Drei Tage lang drehte sich am Rosenstein-Gymnasium alles um Robotik, Programmierung, Kreativität und spannende Wettbewerbe. Im Rahmen des RoboFusion-Projekts sammelten die Schülerinnen und Schüler vielfältige praktische Erfahrungen in den Bereichen Technik, Elektronik und Programmierung.
Als Einstieg lernten die Teilnehmenden zunächst die Lernplatine nanoEasy kennen. Mit der grafischen Programmierumgebung blockLab entwickelten sie erste Programme, steuerten LEDs und weitere elektronische Komponenten an und lernten grundlegende Programmierbefehle und Abläufe kennen. So konnten sie sich Schritt für Schritt mit dem Zusammenspiel von Hard- und Software vertraut machen.
Anschließend bauten die Schülerinnen und Schüler ihren eigenen nanoBot. Die zuvor erworbenen Programmierkenntnisse wurden nun auf den Roboter übertragen. Die Teams programmierten Bewegungsabläufe, testeten unterschiedliche Funktionen und optimierten ihre Roboter für die bevorstehenden Aufgaben. Dabei waren Kreativität, logisches Denken, Teamarbeit und Ausdauer gefragt.
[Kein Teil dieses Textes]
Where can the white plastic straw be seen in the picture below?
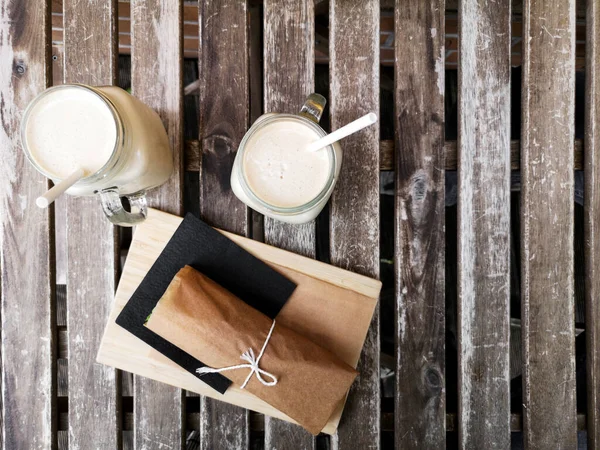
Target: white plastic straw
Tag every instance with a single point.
(45, 200)
(346, 130)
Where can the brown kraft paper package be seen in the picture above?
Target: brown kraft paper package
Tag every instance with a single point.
(213, 325)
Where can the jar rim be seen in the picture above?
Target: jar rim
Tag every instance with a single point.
(260, 123)
(119, 138)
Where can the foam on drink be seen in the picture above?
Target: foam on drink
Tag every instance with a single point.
(279, 170)
(70, 128)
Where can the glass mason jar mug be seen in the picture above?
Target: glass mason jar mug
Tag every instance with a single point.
(273, 172)
(119, 142)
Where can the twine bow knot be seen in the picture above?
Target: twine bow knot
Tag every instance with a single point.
(253, 362)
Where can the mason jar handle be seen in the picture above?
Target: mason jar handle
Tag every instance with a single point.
(112, 206)
(313, 107)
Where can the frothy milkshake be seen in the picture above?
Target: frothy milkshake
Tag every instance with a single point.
(70, 129)
(73, 126)
(275, 174)
(279, 169)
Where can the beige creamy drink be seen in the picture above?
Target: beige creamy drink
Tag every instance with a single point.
(71, 128)
(119, 142)
(276, 175)
(278, 168)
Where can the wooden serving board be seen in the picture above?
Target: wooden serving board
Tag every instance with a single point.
(123, 350)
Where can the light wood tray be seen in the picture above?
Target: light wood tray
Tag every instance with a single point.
(123, 350)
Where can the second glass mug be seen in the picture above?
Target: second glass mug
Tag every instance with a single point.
(309, 116)
(141, 158)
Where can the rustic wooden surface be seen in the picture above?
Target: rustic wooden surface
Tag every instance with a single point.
(387, 158)
(354, 206)
(224, 117)
(419, 115)
(288, 49)
(121, 349)
(26, 242)
(484, 225)
(157, 80)
(94, 397)
(547, 310)
(592, 223)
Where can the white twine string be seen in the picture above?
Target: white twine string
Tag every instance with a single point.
(248, 355)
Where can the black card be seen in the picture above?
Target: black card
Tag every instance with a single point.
(196, 244)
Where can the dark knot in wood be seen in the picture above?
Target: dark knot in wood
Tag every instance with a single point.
(433, 380)
(19, 68)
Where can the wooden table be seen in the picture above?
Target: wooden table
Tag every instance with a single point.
(55, 395)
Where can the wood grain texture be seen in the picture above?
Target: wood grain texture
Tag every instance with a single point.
(120, 348)
(26, 239)
(547, 309)
(94, 398)
(224, 116)
(419, 114)
(354, 207)
(592, 222)
(484, 225)
(387, 159)
(60, 204)
(288, 49)
(157, 80)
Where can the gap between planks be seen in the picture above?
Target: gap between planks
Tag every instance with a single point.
(386, 155)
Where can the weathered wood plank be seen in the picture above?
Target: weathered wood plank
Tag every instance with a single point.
(484, 225)
(26, 238)
(354, 224)
(420, 402)
(547, 309)
(157, 80)
(386, 155)
(224, 116)
(90, 57)
(592, 222)
(288, 49)
(60, 204)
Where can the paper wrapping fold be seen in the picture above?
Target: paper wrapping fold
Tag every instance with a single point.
(207, 321)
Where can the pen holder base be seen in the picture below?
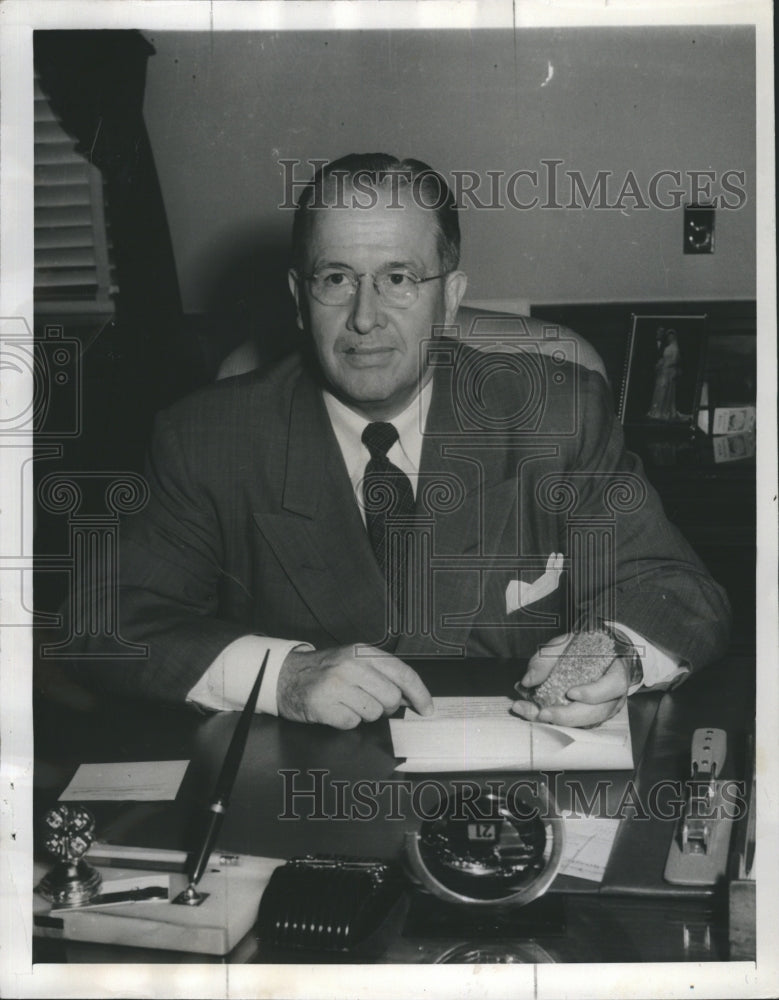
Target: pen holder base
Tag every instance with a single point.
(70, 883)
(190, 897)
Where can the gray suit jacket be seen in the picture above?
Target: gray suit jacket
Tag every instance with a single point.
(252, 526)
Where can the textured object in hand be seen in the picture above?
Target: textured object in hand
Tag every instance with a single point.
(587, 657)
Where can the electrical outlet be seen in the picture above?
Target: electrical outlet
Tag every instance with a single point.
(698, 229)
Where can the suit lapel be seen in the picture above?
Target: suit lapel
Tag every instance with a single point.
(319, 536)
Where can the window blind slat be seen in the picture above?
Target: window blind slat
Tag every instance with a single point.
(47, 154)
(65, 277)
(65, 257)
(62, 194)
(69, 215)
(63, 236)
(52, 131)
(62, 173)
(73, 266)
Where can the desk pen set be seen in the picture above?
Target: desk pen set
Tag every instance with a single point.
(481, 859)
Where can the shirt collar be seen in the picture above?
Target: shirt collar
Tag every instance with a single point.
(410, 423)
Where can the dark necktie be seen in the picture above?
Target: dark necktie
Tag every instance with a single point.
(387, 494)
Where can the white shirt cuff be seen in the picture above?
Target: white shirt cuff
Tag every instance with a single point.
(226, 685)
(658, 667)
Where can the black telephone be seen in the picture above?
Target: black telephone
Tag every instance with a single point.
(328, 903)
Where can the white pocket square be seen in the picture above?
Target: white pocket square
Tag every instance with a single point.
(519, 594)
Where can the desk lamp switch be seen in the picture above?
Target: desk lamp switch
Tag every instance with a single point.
(70, 829)
(190, 897)
(699, 850)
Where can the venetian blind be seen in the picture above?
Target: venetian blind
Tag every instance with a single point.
(73, 254)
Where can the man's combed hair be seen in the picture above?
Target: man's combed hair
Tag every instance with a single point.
(384, 174)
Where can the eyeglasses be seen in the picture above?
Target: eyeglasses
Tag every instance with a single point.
(395, 286)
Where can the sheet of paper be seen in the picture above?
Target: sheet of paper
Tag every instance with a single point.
(475, 734)
(588, 843)
(145, 780)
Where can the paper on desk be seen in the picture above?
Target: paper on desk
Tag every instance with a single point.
(481, 734)
(588, 843)
(145, 780)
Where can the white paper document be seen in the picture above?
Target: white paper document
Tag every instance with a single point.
(139, 781)
(482, 734)
(588, 843)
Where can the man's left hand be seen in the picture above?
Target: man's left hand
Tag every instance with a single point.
(594, 702)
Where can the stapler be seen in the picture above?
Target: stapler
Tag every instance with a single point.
(699, 850)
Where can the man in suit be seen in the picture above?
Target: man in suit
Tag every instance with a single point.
(390, 491)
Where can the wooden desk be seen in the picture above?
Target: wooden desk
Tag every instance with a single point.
(611, 922)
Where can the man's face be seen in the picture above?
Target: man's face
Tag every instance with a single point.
(369, 352)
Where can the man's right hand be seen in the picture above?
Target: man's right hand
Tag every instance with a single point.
(340, 689)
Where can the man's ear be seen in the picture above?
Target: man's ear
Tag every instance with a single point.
(294, 286)
(455, 284)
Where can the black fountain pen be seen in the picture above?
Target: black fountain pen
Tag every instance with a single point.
(221, 797)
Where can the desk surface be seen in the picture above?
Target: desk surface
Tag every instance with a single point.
(632, 916)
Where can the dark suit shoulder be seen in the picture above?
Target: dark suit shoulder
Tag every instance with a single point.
(259, 392)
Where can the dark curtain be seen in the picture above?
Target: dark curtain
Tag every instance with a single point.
(95, 84)
(140, 361)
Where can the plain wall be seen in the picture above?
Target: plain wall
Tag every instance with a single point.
(223, 109)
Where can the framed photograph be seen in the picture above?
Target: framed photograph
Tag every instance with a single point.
(661, 384)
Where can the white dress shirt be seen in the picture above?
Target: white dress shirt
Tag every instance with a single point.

Neben dem Bau und der Programmierung der Roboter wurden auch die Rahmen für die Spielfelder von den Schülerinnen und Schülern selbst gebaut. Dadurch konnten sie ihre handwerklichen Fähigkeiten einbringen und die Grundlage für die späteren Wettbewerbe gemeinsam gestalten.
Den Höhepunkt der drei Projekttage bildeten die abwechslungsreichen RoboFusion-Challenges. Bei den Balloon Battles bestand die Aufgabe darin, die Ballons der gegnerischen Roboter zum Platzen zu bringen und gleichzeitig den eigenen Ballon zu schützen. In den spannenden Sumo Battles mussten die Teams versuchen, den gegnerischen Roboter aus dem Spielfeld zu schieben. Die Schülerinnen und Schüler entwickelten neue Strategien, analysierten die vorherigen Duelle und fieberten bei den spannenden Begegnungen mit ihren Teams mit.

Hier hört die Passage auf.